Long Passwords Versus Complex Passwords: Which Is Superior?

Let's face it, when it comes to login authentication, there isn't a more used tool than the good old password. It doesn't matter if you're trying to login into your email account, your smartphone, your PayPal account, or your World of Warcraft account, wherever you're going you're going to use a password, and it's probably weak. The problem is that the average user uses predictable patterns, words, or dates and almost never changes it. As a consequence, most websites and apps have added requirements towards user passwords. These days you can't create a password without fulfilling a minimum length requirement, as well as use upper and lower case letters, symbols, and/or numbers, and for good reason. Whether you are aware of it or not, most websites, accounts (like your bank account), social networks, and e-mails are probed and tested by malicious third parties on a daily basis. It's not just you who is affected either, a single hacked account can be the gateway for a whole campaign, such as phishing email scams that are all but commonplace in recent years. In this day and age, secure passwords are more important than ever.

But which is more important, length or complexity?

Complexity is more often than not regarded as a key aspect of a secure password. A random collection of numbers, letters, and symbols looks like the best defensive measure against hackers. Malware using dictionary-style hacks can't figure out what word or word combination you used in such a configuration, but are they truly the most effective defense against all hacking attacks? Short answer: no. Because users tend to think the more complex the password, the less likely it is an attacker can figure it out, they often create short passwords. Because of this, a malware tool can brute force its way through your security by rapidly attempting all possible key combinations until it gets lucky.
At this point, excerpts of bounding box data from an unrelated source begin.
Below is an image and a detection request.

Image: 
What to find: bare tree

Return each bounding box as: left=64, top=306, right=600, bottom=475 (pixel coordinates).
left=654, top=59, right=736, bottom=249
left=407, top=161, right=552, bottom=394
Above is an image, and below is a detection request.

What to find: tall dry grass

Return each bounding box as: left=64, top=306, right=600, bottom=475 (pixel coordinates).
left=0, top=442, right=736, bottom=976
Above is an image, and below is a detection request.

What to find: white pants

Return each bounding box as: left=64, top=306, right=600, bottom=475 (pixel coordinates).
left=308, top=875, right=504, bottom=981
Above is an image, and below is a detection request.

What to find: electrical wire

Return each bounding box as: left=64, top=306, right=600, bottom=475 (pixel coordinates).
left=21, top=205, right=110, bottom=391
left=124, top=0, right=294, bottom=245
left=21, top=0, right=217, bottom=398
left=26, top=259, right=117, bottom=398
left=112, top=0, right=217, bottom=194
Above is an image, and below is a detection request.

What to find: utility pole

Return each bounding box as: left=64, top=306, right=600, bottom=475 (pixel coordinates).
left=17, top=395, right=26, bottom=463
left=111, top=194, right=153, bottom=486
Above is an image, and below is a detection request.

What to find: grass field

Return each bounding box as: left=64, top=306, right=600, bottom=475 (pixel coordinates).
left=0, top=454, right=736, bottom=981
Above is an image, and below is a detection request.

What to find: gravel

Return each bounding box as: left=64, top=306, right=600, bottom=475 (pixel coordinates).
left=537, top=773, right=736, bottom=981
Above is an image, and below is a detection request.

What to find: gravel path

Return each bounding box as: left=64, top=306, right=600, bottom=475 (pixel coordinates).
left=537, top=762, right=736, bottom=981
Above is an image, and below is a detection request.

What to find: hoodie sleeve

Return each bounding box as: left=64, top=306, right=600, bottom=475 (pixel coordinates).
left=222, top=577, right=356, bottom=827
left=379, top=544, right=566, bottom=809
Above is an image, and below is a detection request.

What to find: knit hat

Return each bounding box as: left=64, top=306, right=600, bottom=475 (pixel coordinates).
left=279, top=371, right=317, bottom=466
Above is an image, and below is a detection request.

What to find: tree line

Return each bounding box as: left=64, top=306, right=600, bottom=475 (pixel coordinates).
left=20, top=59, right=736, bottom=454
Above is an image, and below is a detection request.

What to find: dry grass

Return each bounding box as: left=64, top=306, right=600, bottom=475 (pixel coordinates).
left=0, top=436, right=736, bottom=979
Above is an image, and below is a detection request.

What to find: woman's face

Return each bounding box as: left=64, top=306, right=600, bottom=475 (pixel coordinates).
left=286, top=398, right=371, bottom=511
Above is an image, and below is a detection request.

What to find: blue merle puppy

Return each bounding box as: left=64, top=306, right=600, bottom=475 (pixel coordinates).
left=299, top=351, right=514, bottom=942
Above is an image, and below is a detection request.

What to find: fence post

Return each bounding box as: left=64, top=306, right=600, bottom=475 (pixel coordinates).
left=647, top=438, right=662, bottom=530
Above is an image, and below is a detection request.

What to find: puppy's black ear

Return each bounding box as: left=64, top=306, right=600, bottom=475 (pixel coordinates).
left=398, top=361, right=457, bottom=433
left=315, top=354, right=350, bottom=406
This sort of brute force tactic was used to hack iCloud and leak the private photos and information of hundreds of celebrities. Such methods have become increasingly effective thanks to the increase in short, but complex passwords, because most users cannot remember strings or random numbers and symbols they tend to use predictable patterns such as adjacent keys or consecutive numbers.

Lengthy passwords seem necessary then, don't they? The longer the password the greater the so-called "password entropy", a measurement of how unpredictable a password is. Basically, each extra key added to your password increases its uncertainty and makes it more secure.

"When looking at passwords in this light, it really starts to become clear how much more important the password length is, as opposed to the defined complexity requirements.  To further this point, if you're using passwords with a character set of 10 (only numbers), in order to achieve the same amount of entropy as a character set of 94 (all possible ASCII characters), you only have the double the password's length.  To say it another way, a password that is 16 characters long made up of only numbers provides the same level of difficultly-to-crack as an 8 character password made up of the possible 94 possible characters," a Microsoft TechNet blog notes.

So what is the optimal length for a reasonably secure password? The Georgia Tech Research Institute conducted a study back in 2010, which discovered a minimum of 12 random characters could be the minimum length for adequate security.

However, don't be lulled into a false sense of security just because your password is 35 characters. While it's true that the longer a password the better its password entropy is, and that long phrases might be simple to remember than random numbers and symbols, it's also true that people tend to use familiar words and phrases, such as names, dates, events, etc. While these familiar words and phrases might help you remember your password, they also make it that much easier for a hacker to figure out.

Other factors

Rest assured that even the most secure password will not be effective if you write it down and keep it where someone might find it. Other bad habits like saving your password to browsers should be avoided by users as well. Whatever you do don't share your password with anyone, and remember that it's important to change your password frequently.

In conclusion

It looks like the best choice is a long string of random letters, numbers, and symbols, basically the best of both worlds. Additionally, security experts recommend the addition of upper and lower case letters, spaces, intentional misspelling, punctuation and other tricks. No password is 100% secure, but following these guidelines will increase its strength.